Although Enerio made a number of enemies, investigators found no traces that anybody would go to the extent  of taking his life.
It must be a well-planned handiwork of a professional hitman who knows how a murder investigation works.
PO2 Silvan Palacio, the duty crime investigator at the Tagbilaran City Police said they had already been permitted access to the CCTV monitor, but there was no footage captured from the two CCTV cameras mounted outside the building.
Palacio said they banked on the CCTV footage to give them clues, but they found out the cameras were not rolling all the while.
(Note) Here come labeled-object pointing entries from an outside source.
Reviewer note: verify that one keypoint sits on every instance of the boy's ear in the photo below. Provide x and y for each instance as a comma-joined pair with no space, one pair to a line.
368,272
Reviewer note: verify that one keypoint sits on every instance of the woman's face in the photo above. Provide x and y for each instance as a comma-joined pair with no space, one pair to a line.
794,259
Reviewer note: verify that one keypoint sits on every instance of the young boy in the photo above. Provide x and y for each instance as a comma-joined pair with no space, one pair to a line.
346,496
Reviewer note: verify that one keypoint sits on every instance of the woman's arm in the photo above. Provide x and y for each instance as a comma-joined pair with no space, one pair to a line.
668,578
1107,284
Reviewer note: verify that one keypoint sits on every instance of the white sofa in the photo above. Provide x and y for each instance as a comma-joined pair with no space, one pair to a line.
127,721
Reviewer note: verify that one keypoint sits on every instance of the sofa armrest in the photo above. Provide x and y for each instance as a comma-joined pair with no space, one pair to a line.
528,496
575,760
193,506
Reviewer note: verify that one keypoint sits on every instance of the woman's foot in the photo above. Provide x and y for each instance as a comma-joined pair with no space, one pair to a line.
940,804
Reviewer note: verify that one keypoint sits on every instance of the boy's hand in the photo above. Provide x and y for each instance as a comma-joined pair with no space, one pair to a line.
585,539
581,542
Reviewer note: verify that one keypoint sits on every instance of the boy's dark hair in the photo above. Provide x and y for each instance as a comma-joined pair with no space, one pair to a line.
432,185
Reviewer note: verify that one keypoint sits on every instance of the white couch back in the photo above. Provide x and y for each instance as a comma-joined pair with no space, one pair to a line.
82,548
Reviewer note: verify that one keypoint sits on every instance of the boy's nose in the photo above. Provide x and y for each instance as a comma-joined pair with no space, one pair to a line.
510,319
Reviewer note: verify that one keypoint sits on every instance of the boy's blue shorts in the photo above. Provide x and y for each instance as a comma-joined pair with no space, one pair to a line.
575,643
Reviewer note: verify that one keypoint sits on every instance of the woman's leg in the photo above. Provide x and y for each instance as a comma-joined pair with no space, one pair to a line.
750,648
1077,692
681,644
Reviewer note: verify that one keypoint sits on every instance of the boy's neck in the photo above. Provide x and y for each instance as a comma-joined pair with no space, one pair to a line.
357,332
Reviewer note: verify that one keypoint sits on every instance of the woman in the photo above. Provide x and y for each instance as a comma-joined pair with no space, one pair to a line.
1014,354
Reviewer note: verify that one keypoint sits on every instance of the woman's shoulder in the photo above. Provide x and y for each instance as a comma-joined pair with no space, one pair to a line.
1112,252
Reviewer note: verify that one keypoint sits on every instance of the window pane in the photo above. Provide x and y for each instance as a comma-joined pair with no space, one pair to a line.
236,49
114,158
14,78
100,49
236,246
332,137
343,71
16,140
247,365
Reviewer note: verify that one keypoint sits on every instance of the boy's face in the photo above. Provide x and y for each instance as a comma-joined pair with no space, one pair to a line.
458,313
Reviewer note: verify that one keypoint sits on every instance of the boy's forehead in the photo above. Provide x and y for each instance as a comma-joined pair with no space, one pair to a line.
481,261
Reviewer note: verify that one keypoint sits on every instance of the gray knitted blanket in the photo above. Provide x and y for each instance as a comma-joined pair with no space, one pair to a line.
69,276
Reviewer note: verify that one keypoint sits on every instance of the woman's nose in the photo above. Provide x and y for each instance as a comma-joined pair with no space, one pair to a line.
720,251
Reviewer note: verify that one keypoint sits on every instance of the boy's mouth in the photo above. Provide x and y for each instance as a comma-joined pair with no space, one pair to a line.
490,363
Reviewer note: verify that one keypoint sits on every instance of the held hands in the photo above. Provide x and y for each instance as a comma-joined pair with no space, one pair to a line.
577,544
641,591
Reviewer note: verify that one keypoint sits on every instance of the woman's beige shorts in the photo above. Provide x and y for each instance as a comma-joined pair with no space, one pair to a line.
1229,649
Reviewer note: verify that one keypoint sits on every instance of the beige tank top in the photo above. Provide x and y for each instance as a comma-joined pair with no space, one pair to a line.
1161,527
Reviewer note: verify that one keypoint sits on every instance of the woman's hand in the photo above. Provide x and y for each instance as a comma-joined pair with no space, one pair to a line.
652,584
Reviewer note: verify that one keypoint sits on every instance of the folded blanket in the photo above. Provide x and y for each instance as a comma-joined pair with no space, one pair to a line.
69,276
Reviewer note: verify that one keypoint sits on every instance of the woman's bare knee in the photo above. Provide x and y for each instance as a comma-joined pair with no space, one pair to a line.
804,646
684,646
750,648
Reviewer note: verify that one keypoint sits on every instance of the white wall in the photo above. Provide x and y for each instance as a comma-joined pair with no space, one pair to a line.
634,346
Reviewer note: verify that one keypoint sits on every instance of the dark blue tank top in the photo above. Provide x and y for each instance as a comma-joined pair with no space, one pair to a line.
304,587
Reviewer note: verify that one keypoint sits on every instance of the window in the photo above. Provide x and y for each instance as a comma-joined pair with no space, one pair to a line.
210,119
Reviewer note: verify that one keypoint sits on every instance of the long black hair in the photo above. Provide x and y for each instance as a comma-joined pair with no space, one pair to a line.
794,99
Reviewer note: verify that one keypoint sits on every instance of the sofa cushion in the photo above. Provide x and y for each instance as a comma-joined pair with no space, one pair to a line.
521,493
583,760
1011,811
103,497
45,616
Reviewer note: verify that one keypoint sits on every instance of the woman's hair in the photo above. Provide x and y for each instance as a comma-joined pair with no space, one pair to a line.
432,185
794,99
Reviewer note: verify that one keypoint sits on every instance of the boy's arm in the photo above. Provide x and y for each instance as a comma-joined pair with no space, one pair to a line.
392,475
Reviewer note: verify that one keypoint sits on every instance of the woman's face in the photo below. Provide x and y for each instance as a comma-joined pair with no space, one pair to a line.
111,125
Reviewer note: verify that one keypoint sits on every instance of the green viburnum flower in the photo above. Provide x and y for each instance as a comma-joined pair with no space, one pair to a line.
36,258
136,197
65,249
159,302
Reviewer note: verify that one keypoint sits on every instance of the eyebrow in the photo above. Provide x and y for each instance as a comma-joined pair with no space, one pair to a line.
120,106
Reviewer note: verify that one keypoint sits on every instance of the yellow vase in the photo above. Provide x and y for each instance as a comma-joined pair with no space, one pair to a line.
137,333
He said they checked the victim’s cellphone to check if they could find any text message that could give clues, but found no text message containing death threats or any warning against the victim.
For his part, City Chief of Police George Vale, the investigation should comb through all possible angles to arrive at an accurate conclusion.
The investigation includes all the controversies that Enerio had encountered- -from the drug cases, murder cases  to business-related issues that he had been implicated in the past.
Enerio, 62, was shot to death at around 9:17 p.m. on June 7 right in front of his three-storey building along J. Borja St., this city.
He sustained gunshot wounds in the head, body, leg, shoulder and ankle.
A witness saw two motorcycles fleeing the crime scene after five burst of gunfire echoed in the neighborhood.
Enerio used to be based in the United States and came home in 2005 after he figured in controversies in California involving in car insurance fraud. He got arrested and served a jail term in the US.
In 2002, the American Insurance Journal published that Enerio, then 49 years old, was one of the two who engineered a massive insurance claim fraud utilizing an automobile body repair shop he jointly owned called Phil-Am Auto Body in Aukland, California.
The body repair shop used to be jointly owned by Enerio and Art Mercado (then 56) masterminded with two accomplices- -employees named Scott Cary, then 31, and Martin Randisi, 34 then, to  use their auto repair shop to claim insurance for “inflated damages for vehicles, staged and paper collisions, intentionally inflicting damages to vehicles.”
Photos submitted were deemed by the insurance companies as “manufactured, simulated or stage-managed”.
The Almeda Country District Attorney’s Office  filed 20 counts of felony due to insurance fraud and grand theft. Warrants for the four’s arrests were issued.
The auto body repair shop allegedly facilitated extraordinarily high insurance claims in just two years. Twenty-seven alleged car collision cases were reportedly rigged.
Recommended bail for Enerio then was set at US$990,000 (about P4.7 million in today’s peso-dollar exchange). This occurred in 2002. By 2005, Enerio was back in the Philippines.
Cebu-based police teams had raided his building, Honeybee Pension House, now called Enerio’s Pension House, for illegal drugs and illegal swertres operations.
He had also been implicated in the murder of his former aide.